Religion am Fernsehen

Eine Teilstudie des NFP 58 hat sich mit der Thematisierung von Religion in Schweizer Fernsehkanälen befasst.  >Schlussbericht.pdf

Hauptergebnisse:

In mehr als jeder dritten Sendung zu Sach- und Lebensweltthemen wird ein Bezug zu Religion hergestellt, auch in mehr als 25% der Trailer und Überbrückungen findet das statt.

Der Bericht sagt, dass dies zwar Einheimischen wegen der kulturellen Gewöhnung an christliche Symbole kaum auffallen dürfte, bei Personen mit einem Migrationshintergrund aber der Eindruck einer christlich geprägten Alltagskultur erweckt werde.

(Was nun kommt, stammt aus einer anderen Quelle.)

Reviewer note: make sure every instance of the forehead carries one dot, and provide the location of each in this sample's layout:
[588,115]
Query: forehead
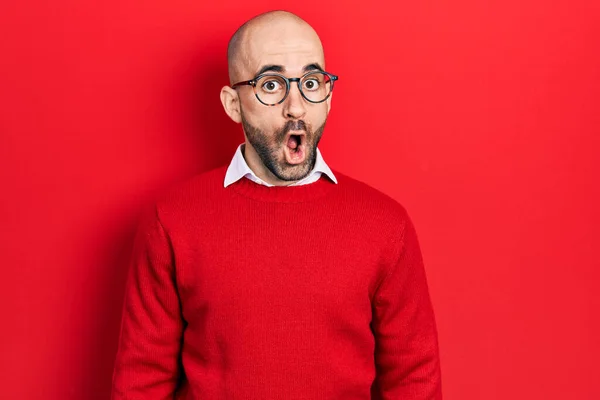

Die FVS hat sich z.B. im Juli 2010 bei der Tagesschau darüber beschwert, dass Beatrice Müller bei der Berichterstattung über die Katastrophe in Duisburg neben der Reaktion der deutschen Kanzlerin und des EU-Präsidenten auch eine Verlautbarung zum Betverhalten des Papstes wiedergab – obwohl der Anlass keinen religösen Bezug hatte, sondern im Gegenteil eine Woche später von einem Bischof der RKK die Katastrophe als Gottes Strafe bezeichnet wurde: http://www.frei-denken.ch/de/2010/08/buschof-zur-loveparade-gott-straft-aus-liebe/

Weiter stellt der Bericht fest, dass auf SF1 40% der Sendungen sich mit Religion befassen, deutlich mehr als in der Romandie 33% und im Tessin 35% und mit grossem Unterschied zu den untersuchten Privatsendern.

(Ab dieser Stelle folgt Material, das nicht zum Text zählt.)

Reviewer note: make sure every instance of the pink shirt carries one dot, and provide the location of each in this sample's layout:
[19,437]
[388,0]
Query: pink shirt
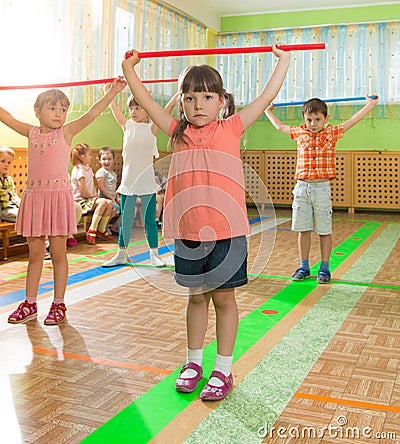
[205,195]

Bei SF1 ist werden in den Informationssendungen besonders viele Interview und Talkformate mit religiösem Bezug ausgestrahlt. Dazu gibt es jeder 2. fiktionalen Unterhaltungessendung religiöse Bezüge. Deutlich mehr als in der Romandie und im Tessin. Im Tessin fällt vor allem auch der hohe Anteil von Religionsbezügen in Kindersendungen auf, der auf SF1 und TSR nicht vorhanden ist.

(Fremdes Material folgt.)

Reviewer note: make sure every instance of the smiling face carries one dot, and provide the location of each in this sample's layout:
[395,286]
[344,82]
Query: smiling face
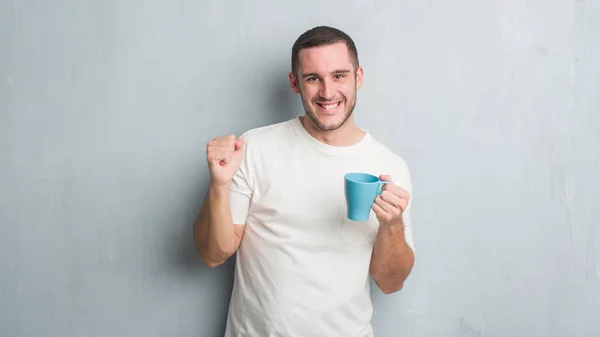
[327,81]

Zum Schluss versteigt sich der “wissenschaftliche Bericht” zu folgender Bemerkung:

“Politisch kann  man jedoch weiterhin darauf hinwirken, dass Religion und Religionsgemeinschaften zu denjenigen gesellschaftlichen Feldern gezählt werden sollte, die öffentlich relevant sind und damit zu den Gegenständen der professionellen und öffentlich finanzierten Medien gehören. “

Das offenbart die Grundhaltung der Studie aus der katholischen Universität Freiburg!

3 Kommentare zu „Religion am Fernsehen“

  1. Grazia sagt:

    Danke für die Veröffentlichung dieser Studie. Sie bestätigt den persönlichen Eindruck und spricht vom Vorwurf der “Paranoia” frei, den man sich einhandelt, wenn man Mitzuschauer mit “kultureller Gewöhnung” darauf aufmerksam zu machen versucht.

  2. MéLa sagt:

    Wäre doch eine nette Vorstellung wenn eine Person mit Freidenker-Hintergrund in der Sendung “Sternstunde Religion” zu den entsprechenden Themen neben den religiösen VertreterInnen Stellung beziehen könnte?

  3. Kulturelle Gewöhnung und Perspektivenproblem sehe ich noch bei einem anderen Punkt: Die Säkularen sehen die Freiheitsrechte, die Wissenschaft etc. stets unter Druck von religiöser oder esoterischer Seite. Das wird so wahrgenommen (=für wahr genommen).
    Die Religiösen sehen in den Medien viel zu viel Anti-Theistisches, Evolution werde wie ein Glauben und eine Religion dargestellt, in Filmen, Serien etcpp. sehen sie stets viele Attacken auf ihre religiösen Gefühle und die Religion schlechthin.
    Die Perzeption ist in der Tat ganz verschieden, man könnte beinahe meinen, man spräche nicht vom selben Phänomen.
    Umso schöner, dass diese Studie unsere Vorbehalte und Einwände (unser “Empfinden”?) doch einigermassen bestätigt.